Bela Majlath
Sonstige - andere
* Andrásfalva, 18. Juni 1831 – † Budapest, 23. März 1900 / Historiker, Archäologe, Bibliograf, Mitglied der Ungarischen Akademie der Wissenschaften; Er absolvierte seine Schulausbildung in Miskolc. Er studierte Rechtswissenschaften in Timișoara, als die Ungarische Revolution und der Unabhängigkeitskrieg von 1848/49 ausbrachen. Daraufhin zog er nach Pest, meldete sich freiwillig zum 13. Bataillon der Heimwehr und nahm an 17 Schlachten teil. Im Juni 1849 wurde er zum Leutnant befördert, geriet jedoch im September in österreichische Gefangenschaft.
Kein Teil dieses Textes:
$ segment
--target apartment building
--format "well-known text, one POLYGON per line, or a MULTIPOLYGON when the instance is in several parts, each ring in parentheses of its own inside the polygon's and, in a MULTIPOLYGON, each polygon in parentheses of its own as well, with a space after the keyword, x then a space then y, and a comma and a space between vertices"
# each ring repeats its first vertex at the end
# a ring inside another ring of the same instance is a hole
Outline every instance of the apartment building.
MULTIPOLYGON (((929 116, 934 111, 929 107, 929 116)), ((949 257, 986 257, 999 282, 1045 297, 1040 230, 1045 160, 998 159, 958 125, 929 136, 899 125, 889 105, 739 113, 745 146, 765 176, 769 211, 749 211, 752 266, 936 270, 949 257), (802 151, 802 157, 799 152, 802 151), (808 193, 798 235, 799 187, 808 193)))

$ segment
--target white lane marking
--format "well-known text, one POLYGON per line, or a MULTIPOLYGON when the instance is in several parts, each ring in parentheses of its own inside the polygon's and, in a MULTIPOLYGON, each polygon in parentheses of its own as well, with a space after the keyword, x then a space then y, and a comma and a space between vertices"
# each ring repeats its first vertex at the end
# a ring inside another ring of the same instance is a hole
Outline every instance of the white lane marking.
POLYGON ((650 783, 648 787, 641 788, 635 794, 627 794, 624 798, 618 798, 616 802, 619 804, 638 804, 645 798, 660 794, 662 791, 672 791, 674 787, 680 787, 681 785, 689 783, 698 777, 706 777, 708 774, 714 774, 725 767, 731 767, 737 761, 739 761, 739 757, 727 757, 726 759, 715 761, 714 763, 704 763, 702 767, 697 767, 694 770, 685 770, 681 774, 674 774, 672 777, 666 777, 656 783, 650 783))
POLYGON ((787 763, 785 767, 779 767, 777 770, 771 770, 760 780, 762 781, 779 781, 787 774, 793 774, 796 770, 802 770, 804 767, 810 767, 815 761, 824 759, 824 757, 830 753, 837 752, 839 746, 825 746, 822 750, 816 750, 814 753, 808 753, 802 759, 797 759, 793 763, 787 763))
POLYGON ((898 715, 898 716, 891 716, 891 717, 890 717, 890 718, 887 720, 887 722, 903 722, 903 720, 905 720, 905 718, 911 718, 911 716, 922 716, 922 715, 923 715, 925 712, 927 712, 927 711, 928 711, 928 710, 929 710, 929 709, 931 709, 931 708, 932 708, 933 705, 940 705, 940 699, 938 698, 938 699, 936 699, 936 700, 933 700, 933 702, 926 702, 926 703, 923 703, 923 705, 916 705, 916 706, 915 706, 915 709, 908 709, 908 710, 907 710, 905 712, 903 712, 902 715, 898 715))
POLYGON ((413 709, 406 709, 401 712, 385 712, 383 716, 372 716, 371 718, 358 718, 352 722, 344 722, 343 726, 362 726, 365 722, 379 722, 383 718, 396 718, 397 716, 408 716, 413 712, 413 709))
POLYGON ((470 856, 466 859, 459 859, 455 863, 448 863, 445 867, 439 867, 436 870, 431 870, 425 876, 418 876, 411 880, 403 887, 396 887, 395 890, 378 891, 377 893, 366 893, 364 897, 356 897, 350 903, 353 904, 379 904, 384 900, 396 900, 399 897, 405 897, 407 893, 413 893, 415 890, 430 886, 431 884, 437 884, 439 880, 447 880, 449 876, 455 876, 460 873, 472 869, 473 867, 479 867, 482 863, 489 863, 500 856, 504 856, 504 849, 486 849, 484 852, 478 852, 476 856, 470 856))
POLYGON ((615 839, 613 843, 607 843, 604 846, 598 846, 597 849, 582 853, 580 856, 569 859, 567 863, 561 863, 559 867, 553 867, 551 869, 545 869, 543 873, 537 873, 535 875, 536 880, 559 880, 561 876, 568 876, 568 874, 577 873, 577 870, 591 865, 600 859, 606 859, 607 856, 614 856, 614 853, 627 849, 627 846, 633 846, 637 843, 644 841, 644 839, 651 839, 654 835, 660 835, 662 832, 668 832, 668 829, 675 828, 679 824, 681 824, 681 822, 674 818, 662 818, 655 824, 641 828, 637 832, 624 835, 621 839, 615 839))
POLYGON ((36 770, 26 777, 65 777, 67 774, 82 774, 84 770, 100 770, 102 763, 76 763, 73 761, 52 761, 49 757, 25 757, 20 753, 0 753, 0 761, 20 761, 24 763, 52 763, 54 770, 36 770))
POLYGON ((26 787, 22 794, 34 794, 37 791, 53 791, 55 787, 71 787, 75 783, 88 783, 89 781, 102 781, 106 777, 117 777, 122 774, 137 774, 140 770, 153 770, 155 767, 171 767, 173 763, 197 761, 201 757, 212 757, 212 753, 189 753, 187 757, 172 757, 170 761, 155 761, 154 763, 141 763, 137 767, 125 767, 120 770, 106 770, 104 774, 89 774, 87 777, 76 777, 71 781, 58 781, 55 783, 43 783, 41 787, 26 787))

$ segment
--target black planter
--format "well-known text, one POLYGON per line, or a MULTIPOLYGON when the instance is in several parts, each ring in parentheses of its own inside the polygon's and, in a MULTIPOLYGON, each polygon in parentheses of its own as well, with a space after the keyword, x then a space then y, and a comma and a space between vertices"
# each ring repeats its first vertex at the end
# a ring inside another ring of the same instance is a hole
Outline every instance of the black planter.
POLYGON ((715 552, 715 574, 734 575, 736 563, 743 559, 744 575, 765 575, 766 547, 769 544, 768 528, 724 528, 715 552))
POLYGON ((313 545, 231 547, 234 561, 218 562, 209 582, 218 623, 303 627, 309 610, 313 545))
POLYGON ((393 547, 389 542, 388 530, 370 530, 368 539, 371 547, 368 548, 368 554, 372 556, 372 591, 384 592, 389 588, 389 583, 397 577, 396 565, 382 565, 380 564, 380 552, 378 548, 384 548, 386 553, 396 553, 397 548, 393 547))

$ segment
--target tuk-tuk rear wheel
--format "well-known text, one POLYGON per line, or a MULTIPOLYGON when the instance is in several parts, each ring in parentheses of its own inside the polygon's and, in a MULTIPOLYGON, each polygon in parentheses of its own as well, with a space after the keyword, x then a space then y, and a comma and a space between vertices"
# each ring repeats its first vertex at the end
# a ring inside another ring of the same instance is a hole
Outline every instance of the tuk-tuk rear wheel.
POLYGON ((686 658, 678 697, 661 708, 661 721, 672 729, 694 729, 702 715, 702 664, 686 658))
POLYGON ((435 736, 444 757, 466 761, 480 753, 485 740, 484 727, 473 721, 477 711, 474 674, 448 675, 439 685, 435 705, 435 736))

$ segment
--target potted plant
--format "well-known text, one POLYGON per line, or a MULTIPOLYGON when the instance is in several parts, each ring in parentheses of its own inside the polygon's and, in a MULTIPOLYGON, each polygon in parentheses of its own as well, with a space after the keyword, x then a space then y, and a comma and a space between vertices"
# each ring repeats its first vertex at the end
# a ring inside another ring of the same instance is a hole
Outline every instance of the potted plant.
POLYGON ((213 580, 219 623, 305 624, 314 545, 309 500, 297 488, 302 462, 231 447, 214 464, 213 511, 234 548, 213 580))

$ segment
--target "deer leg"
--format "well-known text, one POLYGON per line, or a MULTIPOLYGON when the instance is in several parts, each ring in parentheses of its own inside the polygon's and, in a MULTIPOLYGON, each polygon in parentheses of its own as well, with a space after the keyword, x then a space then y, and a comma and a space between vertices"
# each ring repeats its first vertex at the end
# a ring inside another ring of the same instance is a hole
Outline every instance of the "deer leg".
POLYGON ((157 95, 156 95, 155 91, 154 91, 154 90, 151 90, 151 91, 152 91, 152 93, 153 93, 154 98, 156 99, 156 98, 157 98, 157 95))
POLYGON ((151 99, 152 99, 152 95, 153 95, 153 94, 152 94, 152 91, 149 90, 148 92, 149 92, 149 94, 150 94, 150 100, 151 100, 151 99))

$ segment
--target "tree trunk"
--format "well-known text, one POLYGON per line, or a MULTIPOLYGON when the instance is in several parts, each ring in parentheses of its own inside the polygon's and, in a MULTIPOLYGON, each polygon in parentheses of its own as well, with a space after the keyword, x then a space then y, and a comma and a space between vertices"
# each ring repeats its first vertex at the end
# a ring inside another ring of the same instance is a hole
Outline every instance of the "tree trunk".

Ende November gelang ihm die Flucht aus dem Gefängnis in Timișoara. Er versteckte sich ein Jahr lang und fand 1851 Zuflucht im Haus seines Großvaters in Andrásfalva. 1853 begann er ein Ingenieurstudium an der Universität Pest, das er jedoch nach dem Tod seines Großvaters abbrach. Bis 1861 bewirtschaftete er den Hof Andrásfalva und lernte dabei Französisch, Englisch und Italienisch sowie die lokalen slawischen Sprachen. In dieser Zeit verfasste er auch Gedichte. 1867 wurde er zum Notar des Komitats Liptó gewählt, 1875 zu dessen Vizegouverneur, jedoch zwei Jahre später abgesetzt. Von 1879 bis 1893 war er Leiter der Nationalbibliothek Széchényi. 1880 wurde er zum Mitglied der Ungarischen Akademie der Wissenschaften gewählt. Er war außerdem Mitglied der Ungarischen Historischen Gesellschaft, der Ungarischen Geographischen Gesellschaft, der Ungarischen Heraldik- und Genealogischen Gesellschaft sowie der Nationalen Archäologischen und Anthropologischen Gesellschaft. Er war von Anfang an und einige Jahre lang aktives Mitglied der Ungarischen Karpatenvereinigung (MKE) und von 1877 bis 1880 deren Vizepräsident. Er befasste sich hauptsächlich mit Bibliografie, gab Quellenpublikationen heraus und veröffentlichte darüber hinaus Artikel über Tourismus und Artikel über den Komitat Liptó in den Jahrbüchern der MKE. Seine Hauptwerke: Geologische Karte des Komitats Liptó, 1873; Historische Produktion des Komitats Liptó, 1877; Daten zur Geschichte der Ortsnamen, 1882; Geschichte des Friedens von Szőnyi 1642 (mit Archiv), 1885; Literatur zur Geschichte Budapests 1493–1700, 1886; Briefe des Grafen István Széchenyi I.–III., 1889–1891 István Maylád, 1889; Die Stammesfamilien des Kreises Liptau, 1892.